Congress Should Lead on AI Policy, Not the States
The temptation to “do something” on artificial intelligence will grow as the midterm elections draw near and the media continues to focus on fears about anecdotal AI harms. In particular, state lawmakers will continue to pursue many AI-related initiatives in 2026.
Over 1,200 AI-related laws were floated in 2025, and more than 180 passed. While some of these regulations may be well-intentioned, and a few even necessary, it is likely many will run afoul of constitutional principles.
Constitutional Concerns
These constitutional flaws cannot be dismissed by analogizing AI to earlier technologies in which states played a significant legislative role. Much more so than the technologies that characterized the agrarian and industrial ages, AI development and deployment implicates interstate commerce and speech considerations, and accordingly, may in some cases violate the dormant commerce clause or the First Amendment.
AI Is Not Pencils or Pork Bellies
State AI regulations have a different nexus with interstate commerce than other state laws. These distinctions have legal consequences. In its 2023 ruling in National Pork Producers Council v. Ross, the U.S. Supreme Court upheld a California law that prevented the sale of pork that fell short of the state’s confinement standards.
A key factor in that decision was that out-of-state producers have myriad ways to alter their operations to minimize the disruptive effect of the law. In contrast, algorithmic and computational commerce often mandates just that. The underlying technology is highly interconnected, intangible, and instantaneous. From how AI is trained to how it is deployed by end users, a nationwide digital infrastructure is called on by many AI laws.
The modern digital economy and online speech thrive in the U.S. because, generally speaking, the nation has not treated digital data flows as uniquely geographic, place-dependent events. Bipartisan policies established in the mid-1990s helped ensure that did not happen.
Potential Pitfalls of State Regulation
An “AI Articles of Confederation” approach would reverse the past 30 years of digital technology policy and undermine the nation’s efforts to create a coherent national AI policy framework. Such a regulatory model will be particularly problematic for smaller innovators without the legal compliance teams needed to deal with the mountains of confusing and costly compliance requirements.
Moreover, the fact that AI is also an information technology means that there are often important speech-related considerations at stake that necessitate greater scrutiny and protection.

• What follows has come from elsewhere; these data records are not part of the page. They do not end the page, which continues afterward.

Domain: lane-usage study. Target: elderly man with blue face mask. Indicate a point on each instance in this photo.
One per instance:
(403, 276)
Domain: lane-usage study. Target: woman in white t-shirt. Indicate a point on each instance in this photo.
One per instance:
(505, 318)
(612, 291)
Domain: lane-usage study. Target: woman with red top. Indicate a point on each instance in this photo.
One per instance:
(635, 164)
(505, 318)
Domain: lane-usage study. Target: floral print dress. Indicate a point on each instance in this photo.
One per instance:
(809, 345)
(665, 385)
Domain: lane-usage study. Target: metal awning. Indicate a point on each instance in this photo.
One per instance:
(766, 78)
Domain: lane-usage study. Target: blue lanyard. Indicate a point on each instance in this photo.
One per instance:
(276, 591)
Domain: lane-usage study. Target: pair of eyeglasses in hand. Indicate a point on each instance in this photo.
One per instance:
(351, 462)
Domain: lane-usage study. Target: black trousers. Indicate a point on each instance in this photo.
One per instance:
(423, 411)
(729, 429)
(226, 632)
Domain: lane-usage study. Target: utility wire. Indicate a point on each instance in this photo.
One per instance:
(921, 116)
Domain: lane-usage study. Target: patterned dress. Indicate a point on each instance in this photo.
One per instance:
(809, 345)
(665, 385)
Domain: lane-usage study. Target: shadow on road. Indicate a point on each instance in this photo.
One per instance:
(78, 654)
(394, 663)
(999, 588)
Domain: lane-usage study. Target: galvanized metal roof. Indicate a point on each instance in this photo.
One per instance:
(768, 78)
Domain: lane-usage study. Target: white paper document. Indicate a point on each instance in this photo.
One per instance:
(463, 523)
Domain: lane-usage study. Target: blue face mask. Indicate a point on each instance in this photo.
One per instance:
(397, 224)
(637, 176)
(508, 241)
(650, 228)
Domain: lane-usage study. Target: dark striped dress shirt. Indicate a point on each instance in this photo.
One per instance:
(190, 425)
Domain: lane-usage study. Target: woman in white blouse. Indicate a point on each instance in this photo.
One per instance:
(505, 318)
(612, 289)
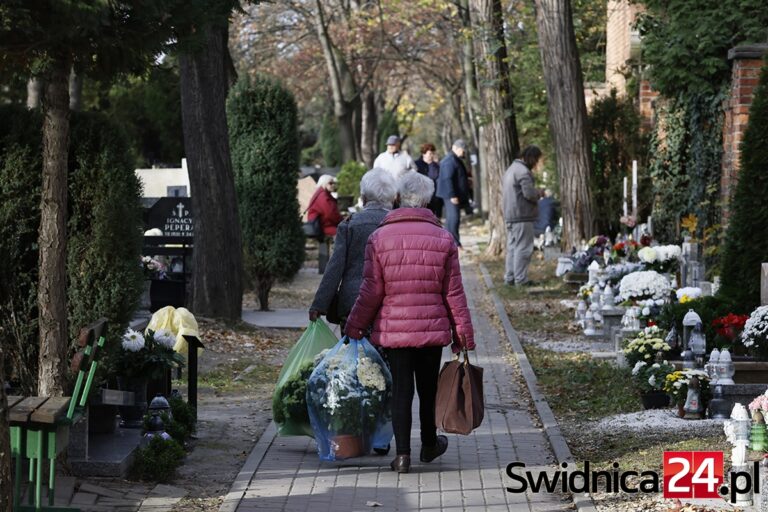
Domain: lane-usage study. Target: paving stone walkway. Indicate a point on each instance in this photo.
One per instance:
(284, 473)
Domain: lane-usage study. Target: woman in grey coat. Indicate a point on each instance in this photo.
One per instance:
(345, 269)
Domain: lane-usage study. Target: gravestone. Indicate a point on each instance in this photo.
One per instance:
(692, 269)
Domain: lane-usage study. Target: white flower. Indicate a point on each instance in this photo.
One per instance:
(165, 338)
(133, 341)
(644, 285)
(647, 254)
(691, 291)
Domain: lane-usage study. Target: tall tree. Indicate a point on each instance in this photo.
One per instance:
(37, 38)
(5, 443)
(498, 140)
(567, 116)
(206, 73)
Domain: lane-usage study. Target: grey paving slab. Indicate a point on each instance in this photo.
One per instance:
(284, 473)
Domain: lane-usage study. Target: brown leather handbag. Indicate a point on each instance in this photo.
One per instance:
(459, 405)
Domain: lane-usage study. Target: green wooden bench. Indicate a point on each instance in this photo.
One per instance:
(40, 425)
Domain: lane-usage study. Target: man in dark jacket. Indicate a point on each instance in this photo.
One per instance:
(521, 199)
(453, 187)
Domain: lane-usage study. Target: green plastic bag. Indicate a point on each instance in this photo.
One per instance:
(289, 403)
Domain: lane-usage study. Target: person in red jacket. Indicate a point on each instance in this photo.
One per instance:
(325, 206)
(412, 301)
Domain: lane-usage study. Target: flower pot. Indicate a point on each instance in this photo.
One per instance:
(102, 419)
(132, 416)
(655, 400)
(347, 446)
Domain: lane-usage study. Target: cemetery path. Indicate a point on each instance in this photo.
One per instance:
(284, 473)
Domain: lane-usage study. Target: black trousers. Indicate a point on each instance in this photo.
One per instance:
(424, 365)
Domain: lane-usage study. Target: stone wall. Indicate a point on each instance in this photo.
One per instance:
(747, 62)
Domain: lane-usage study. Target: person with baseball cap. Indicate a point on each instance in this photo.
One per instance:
(394, 159)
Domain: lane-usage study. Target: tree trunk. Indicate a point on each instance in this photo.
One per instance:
(567, 117)
(217, 286)
(52, 237)
(369, 122)
(499, 143)
(342, 88)
(75, 90)
(5, 443)
(33, 93)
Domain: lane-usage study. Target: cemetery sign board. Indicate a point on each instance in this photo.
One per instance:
(173, 216)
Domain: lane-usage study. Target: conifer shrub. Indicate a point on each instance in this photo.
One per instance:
(264, 143)
(745, 247)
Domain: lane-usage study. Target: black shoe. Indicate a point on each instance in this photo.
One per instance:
(401, 464)
(430, 453)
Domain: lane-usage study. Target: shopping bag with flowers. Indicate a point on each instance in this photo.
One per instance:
(348, 397)
(289, 402)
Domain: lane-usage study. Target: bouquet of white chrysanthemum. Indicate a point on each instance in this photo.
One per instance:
(662, 258)
(348, 397)
(645, 285)
(755, 333)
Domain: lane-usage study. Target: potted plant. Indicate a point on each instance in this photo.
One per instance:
(645, 346)
(141, 360)
(349, 394)
(676, 386)
(649, 380)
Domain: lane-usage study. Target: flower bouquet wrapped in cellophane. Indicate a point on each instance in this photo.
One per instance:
(348, 397)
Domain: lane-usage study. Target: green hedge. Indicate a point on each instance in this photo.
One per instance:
(104, 232)
(263, 134)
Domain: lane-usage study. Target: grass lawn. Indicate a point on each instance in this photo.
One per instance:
(579, 387)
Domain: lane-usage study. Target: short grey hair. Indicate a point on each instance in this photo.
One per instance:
(378, 186)
(415, 190)
(324, 180)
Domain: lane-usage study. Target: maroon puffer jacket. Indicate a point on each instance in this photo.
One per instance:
(411, 292)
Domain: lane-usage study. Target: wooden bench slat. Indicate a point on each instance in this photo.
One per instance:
(21, 411)
(51, 411)
(13, 400)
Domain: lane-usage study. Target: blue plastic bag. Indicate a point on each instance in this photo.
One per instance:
(348, 397)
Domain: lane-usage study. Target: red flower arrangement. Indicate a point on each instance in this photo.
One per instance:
(730, 325)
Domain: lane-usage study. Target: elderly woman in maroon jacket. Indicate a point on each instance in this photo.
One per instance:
(413, 302)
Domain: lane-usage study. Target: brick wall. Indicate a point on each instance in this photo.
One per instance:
(618, 42)
(746, 64)
(647, 98)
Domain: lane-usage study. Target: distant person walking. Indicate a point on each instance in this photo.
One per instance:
(412, 301)
(324, 205)
(344, 272)
(428, 165)
(453, 187)
(394, 159)
(521, 199)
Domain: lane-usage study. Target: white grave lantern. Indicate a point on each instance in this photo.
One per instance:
(690, 320)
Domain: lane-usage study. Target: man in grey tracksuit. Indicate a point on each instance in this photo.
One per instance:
(521, 199)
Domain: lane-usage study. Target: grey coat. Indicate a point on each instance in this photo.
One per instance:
(521, 198)
(345, 268)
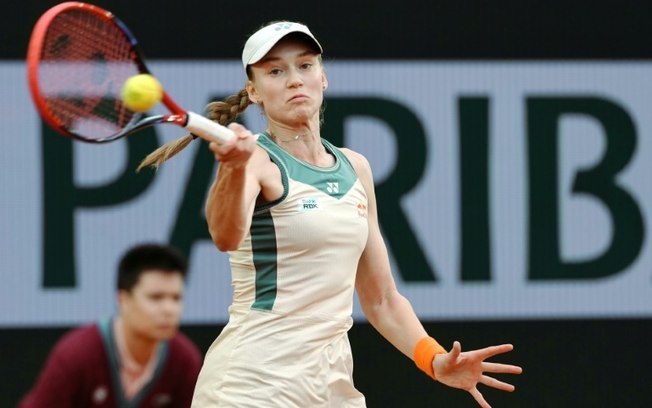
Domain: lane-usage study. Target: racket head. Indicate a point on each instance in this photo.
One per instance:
(78, 58)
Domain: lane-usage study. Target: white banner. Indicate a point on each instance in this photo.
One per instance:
(597, 115)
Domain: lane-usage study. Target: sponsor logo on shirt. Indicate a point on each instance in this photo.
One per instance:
(333, 187)
(308, 204)
(362, 209)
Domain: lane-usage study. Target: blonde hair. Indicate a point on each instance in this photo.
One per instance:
(222, 112)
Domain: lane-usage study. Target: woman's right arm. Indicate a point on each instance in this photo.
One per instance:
(232, 197)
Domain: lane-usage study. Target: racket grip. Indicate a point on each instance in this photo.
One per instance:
(207, 129)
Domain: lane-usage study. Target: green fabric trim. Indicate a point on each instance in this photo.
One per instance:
(265, 259)
(335, 181)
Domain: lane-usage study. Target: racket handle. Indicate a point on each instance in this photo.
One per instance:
(207, 129)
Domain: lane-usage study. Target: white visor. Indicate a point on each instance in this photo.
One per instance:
(260, 42)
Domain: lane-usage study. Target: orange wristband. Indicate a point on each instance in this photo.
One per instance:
(424, 354)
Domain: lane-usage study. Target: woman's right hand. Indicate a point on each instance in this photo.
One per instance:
(237, 151)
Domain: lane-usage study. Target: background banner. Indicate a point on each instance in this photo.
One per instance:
(507, 190)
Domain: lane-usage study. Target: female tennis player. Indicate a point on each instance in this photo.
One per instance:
(298, 217)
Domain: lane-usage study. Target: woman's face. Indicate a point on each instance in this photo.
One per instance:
(289, 83)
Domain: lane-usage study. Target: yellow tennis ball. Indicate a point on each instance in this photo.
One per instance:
(141, 92)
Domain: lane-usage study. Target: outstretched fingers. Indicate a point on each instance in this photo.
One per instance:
(497, 384)
(501, 368)
(477, 395)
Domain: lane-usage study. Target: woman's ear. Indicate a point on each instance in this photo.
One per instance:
(251, 91)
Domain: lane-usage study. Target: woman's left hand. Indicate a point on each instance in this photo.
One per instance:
(464, 370)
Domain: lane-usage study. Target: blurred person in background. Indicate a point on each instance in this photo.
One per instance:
(136, 358)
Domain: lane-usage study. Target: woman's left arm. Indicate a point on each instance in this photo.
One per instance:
(392, 315)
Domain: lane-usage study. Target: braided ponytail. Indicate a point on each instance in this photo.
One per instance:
(222, 112)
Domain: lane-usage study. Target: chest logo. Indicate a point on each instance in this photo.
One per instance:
(333, 187)
(308, 204)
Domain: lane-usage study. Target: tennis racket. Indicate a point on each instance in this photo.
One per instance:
(78, 58)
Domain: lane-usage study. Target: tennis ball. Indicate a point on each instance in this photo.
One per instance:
(141, 92)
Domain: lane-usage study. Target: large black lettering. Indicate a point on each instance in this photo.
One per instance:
(475, 262)
(410, 166)
(600, 182)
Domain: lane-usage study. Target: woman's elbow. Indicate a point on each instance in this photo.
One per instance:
(225, 241)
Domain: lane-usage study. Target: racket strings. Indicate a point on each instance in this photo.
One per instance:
(84, 63)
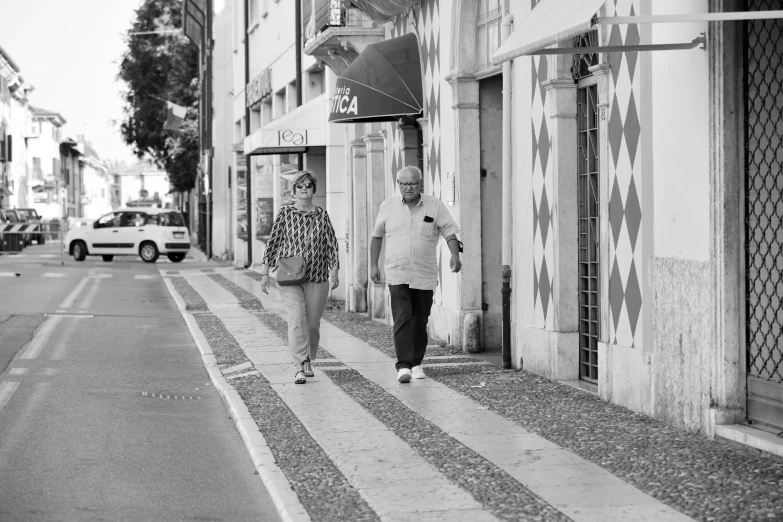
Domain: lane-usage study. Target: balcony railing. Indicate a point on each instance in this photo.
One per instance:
(332, 13)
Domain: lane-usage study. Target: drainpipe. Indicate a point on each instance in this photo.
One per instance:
(506, 202)
(298, 33)
(248, 170)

For this reason, state efforts to legislate AI policy may be problematic not only because they create a confusing patchwork but also because some laws impose speech restrictions and obligations that violate the First Amendment.
The Role of Congress
When Congress chooses to remain silent on AI governance matters, a balkanized regulatory scenario could be where the nation is heading. An avalanche of parochial AI regulation looms as state and local governments appear ready to push the horizons of AI regulation further.
Congress must assert itself and create a national policy framework that limits the potential emergence of a fragmented regulatory environment. For instance, New York and California have both recently passed major bills addressing frontier AI systems, which should not dictate national standards for AI labs located outside their borders.
Conclusion
States will likely continue to have some leeway to legislate around novel algorithmic issues as they develop, but it is entirely reasonable for the federal government to have a say in how that process works to avoid definitional confusion and needless red tape that would deter interstate innovation and competition.
While both states and the federal government have roles to play in governing AI, getting this balance of powers and responsibilities right is not easy. Congress must not abdicate its responsibility and cede control over this interstate market to state and local officials.